Question

Find the volume of the solid obtained by rotating the region enclosed by the curves y=sqrt of x and y = x about the y-axis.

Answer 1

Using the washer method, each washer is dy high and we need to set the equations in terms of f(y). We also need the intersection points.
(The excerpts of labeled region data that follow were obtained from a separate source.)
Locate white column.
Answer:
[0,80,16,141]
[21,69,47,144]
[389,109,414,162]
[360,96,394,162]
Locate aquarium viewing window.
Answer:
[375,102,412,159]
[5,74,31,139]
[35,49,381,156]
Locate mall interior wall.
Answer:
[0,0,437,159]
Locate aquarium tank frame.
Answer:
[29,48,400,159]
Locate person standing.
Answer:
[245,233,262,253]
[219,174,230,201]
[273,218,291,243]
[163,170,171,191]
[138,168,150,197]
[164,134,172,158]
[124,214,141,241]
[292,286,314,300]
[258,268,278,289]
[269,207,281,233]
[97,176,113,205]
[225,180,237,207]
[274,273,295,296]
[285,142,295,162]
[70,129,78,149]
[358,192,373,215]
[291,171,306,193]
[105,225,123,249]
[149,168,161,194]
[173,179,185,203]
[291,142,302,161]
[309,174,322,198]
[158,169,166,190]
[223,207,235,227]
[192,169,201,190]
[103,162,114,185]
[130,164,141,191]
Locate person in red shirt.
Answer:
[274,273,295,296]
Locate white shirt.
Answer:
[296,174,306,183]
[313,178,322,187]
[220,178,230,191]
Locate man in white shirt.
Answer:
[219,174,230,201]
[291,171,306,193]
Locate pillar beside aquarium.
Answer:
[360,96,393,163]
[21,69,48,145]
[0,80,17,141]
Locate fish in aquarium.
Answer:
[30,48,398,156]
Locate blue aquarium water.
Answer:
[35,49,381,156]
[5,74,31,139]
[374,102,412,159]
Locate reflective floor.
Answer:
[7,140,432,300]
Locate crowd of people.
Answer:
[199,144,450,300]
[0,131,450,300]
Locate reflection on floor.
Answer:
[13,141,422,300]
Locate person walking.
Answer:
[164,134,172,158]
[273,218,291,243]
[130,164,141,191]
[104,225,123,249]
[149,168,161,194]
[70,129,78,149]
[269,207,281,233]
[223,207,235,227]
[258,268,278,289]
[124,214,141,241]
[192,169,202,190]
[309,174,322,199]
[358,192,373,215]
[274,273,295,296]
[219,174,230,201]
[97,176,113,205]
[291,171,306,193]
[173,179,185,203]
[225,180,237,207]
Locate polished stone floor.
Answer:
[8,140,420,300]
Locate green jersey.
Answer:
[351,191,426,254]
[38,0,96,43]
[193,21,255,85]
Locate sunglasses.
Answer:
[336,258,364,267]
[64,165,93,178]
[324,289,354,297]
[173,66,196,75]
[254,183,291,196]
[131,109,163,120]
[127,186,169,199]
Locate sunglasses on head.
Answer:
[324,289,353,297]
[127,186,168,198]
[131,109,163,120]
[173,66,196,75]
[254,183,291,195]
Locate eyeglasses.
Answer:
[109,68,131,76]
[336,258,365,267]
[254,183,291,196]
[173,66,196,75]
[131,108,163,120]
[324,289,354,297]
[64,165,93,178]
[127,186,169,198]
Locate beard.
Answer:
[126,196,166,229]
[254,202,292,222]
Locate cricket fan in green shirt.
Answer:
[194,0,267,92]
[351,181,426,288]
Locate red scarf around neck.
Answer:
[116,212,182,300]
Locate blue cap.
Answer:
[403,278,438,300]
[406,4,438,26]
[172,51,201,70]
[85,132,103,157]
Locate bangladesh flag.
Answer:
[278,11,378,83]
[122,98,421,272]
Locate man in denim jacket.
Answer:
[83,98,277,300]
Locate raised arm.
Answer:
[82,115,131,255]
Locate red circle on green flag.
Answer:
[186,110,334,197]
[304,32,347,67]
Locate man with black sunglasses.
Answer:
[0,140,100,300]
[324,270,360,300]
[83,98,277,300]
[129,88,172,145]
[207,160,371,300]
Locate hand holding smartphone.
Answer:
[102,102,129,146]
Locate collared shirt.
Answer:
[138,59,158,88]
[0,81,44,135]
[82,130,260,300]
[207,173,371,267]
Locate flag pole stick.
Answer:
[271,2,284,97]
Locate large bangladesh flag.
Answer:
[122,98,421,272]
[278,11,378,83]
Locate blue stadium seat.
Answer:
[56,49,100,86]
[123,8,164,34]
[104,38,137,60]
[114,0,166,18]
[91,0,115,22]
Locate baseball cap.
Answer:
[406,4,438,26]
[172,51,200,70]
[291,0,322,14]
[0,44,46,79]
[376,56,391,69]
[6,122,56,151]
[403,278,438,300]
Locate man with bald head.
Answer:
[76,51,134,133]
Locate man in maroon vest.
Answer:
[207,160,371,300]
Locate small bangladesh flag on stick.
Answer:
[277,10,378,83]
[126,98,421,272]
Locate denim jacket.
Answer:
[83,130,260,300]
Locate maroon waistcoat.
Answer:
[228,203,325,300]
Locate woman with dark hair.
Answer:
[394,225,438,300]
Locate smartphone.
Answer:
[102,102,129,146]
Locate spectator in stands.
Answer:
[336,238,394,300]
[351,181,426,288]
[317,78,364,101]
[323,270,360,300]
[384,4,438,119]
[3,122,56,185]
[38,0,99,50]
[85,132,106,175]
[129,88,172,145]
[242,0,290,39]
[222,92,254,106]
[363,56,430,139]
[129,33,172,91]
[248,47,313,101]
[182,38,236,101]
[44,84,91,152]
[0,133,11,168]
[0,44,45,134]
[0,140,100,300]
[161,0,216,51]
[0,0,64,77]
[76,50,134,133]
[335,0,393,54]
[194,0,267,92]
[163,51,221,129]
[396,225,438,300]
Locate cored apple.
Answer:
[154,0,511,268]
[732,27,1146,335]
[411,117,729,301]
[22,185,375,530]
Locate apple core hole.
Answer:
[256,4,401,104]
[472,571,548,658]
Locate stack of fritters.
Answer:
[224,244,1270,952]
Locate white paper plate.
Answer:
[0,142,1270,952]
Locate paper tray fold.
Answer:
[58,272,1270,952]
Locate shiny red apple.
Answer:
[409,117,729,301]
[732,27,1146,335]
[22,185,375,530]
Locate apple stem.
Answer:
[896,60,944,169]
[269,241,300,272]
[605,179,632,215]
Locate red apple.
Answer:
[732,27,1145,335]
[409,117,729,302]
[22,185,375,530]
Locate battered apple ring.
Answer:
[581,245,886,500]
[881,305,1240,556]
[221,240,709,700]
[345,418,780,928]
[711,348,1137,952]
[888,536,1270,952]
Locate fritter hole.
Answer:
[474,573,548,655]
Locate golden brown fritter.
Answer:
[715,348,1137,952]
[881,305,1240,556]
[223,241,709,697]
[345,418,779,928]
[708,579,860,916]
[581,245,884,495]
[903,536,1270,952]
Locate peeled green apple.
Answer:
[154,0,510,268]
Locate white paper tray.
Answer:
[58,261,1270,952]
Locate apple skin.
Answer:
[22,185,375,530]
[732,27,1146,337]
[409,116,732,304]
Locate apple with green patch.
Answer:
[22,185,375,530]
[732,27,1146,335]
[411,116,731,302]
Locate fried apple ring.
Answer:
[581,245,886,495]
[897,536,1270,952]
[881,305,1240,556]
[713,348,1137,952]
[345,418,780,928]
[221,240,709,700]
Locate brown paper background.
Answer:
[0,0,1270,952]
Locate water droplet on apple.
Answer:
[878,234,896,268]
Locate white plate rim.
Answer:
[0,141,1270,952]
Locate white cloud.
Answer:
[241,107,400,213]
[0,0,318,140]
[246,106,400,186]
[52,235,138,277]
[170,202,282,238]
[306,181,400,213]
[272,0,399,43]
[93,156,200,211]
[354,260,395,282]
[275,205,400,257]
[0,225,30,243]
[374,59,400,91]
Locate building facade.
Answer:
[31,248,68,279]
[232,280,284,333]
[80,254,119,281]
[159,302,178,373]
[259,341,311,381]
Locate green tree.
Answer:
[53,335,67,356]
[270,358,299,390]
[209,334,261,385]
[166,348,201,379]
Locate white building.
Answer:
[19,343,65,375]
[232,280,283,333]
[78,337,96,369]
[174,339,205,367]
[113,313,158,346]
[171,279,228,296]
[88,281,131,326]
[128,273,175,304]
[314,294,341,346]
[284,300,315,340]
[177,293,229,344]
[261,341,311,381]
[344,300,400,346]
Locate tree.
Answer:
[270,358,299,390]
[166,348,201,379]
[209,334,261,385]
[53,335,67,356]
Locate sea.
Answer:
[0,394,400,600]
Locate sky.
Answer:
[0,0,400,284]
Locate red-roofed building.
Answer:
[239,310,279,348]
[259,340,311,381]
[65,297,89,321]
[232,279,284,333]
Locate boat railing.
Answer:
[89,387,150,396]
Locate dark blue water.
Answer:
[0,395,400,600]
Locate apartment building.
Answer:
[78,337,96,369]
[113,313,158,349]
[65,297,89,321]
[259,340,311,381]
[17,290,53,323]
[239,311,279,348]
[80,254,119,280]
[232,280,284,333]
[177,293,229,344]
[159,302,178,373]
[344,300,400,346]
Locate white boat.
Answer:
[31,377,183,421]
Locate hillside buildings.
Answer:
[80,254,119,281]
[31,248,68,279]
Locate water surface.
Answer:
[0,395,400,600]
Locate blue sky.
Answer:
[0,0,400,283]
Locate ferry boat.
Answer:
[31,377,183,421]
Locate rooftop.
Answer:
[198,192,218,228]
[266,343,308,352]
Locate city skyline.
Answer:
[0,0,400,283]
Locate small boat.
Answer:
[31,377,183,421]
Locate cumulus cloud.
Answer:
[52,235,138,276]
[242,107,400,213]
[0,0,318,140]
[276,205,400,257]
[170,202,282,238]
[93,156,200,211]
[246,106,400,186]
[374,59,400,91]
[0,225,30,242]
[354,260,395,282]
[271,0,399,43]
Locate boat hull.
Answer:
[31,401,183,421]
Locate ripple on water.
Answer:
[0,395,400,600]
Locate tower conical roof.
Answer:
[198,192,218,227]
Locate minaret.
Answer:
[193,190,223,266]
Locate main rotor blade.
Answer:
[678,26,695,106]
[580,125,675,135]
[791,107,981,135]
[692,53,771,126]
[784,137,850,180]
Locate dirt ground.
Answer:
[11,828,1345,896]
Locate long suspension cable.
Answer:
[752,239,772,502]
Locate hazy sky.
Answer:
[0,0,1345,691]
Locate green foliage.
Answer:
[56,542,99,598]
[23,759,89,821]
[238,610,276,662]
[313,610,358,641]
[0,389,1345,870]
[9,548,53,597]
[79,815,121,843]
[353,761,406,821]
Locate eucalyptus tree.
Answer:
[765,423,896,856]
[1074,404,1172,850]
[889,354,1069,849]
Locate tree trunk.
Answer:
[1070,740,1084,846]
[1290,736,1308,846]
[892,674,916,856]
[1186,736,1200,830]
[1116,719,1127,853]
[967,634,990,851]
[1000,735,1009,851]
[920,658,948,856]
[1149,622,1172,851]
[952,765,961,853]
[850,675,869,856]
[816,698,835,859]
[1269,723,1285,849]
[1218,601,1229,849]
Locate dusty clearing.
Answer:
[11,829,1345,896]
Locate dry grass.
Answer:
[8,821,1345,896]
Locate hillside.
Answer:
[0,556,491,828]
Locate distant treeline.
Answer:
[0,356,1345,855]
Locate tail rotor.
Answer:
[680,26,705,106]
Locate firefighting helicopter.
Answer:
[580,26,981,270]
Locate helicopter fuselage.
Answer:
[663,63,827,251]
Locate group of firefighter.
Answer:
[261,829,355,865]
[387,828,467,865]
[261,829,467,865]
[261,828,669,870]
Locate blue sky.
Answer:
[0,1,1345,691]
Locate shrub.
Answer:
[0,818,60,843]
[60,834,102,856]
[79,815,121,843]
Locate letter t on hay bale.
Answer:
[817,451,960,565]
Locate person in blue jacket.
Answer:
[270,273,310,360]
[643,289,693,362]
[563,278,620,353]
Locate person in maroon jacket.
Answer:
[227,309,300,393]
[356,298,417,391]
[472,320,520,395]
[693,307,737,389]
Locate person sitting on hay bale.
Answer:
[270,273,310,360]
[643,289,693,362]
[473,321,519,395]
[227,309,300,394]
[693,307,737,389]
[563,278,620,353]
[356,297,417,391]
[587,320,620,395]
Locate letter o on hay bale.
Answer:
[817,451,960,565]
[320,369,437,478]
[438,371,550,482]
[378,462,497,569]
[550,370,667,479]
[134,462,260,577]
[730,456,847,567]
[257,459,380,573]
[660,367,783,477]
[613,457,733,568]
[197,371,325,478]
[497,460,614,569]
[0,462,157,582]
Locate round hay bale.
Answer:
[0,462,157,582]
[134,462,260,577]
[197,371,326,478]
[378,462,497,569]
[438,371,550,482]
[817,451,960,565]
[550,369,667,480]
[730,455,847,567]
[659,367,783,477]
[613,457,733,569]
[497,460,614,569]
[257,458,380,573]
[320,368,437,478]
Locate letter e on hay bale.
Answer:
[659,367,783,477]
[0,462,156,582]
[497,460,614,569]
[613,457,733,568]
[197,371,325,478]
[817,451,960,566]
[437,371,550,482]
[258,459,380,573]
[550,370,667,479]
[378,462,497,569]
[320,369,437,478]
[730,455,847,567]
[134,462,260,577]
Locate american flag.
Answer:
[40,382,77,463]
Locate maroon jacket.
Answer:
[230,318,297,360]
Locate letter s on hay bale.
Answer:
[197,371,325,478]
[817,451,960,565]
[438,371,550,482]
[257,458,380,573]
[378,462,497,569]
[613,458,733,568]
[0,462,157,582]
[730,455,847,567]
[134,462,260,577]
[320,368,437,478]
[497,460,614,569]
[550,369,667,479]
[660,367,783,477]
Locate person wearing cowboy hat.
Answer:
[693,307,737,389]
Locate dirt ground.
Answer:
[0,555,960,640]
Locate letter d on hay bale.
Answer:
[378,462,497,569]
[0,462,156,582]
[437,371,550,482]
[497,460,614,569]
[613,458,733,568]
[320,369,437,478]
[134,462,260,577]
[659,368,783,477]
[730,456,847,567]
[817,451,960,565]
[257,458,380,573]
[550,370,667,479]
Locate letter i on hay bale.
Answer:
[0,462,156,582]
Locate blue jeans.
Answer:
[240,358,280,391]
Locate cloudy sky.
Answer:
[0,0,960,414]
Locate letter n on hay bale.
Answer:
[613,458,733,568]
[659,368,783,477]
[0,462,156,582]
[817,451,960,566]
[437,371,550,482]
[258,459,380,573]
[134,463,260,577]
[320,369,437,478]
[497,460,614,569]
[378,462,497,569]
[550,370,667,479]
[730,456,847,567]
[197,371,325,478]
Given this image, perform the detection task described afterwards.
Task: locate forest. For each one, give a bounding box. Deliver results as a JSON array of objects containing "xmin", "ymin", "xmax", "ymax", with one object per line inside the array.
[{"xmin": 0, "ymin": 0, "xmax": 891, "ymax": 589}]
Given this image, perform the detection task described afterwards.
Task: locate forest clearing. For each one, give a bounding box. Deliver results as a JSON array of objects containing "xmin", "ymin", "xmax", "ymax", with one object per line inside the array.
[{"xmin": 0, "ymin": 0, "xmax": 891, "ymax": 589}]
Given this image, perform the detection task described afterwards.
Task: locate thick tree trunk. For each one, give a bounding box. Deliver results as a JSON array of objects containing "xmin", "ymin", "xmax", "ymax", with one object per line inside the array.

This can be gotten by setting both value equal.
\[x=\sqrt{x}\]
Divide each side by sqrt x.
\[\sqrt{x}=1\]
Square both sides:
\[x=1\]
Intersection is at x=1. Solve equations for f(y):
\[x=y^2\]
\[x=y\]
Plugging in x at 1 we find that y=1. So our domain is (0,1)
Formula for washer method is:
\[\pi \int\limits_{0}^{1} (OuterRadius)^2-(InnerRadius)^2\]
The inner radius in this case is x=y^2 as seen here: http://www.wolframalpha.com/input/?i=plot+y%3Dx%5E%281%2F2%29+and+y%3Dx
Plugging in the values we get:
\[\pi \int\limits_{0}^{1} ((y)^2-(y^2)^2)dy\]
After integrating we get:
\[\pi [\frac{1}{3}y^3-\frac{1}{5}y^5]_{0}^{1}\]
Solving this we get:
\[\pi(\frac{1}{3}-\frac{1}{5})=\pi(\frac{5}{15}-\frac{3}{15})=\frac{2}{15}\pi\]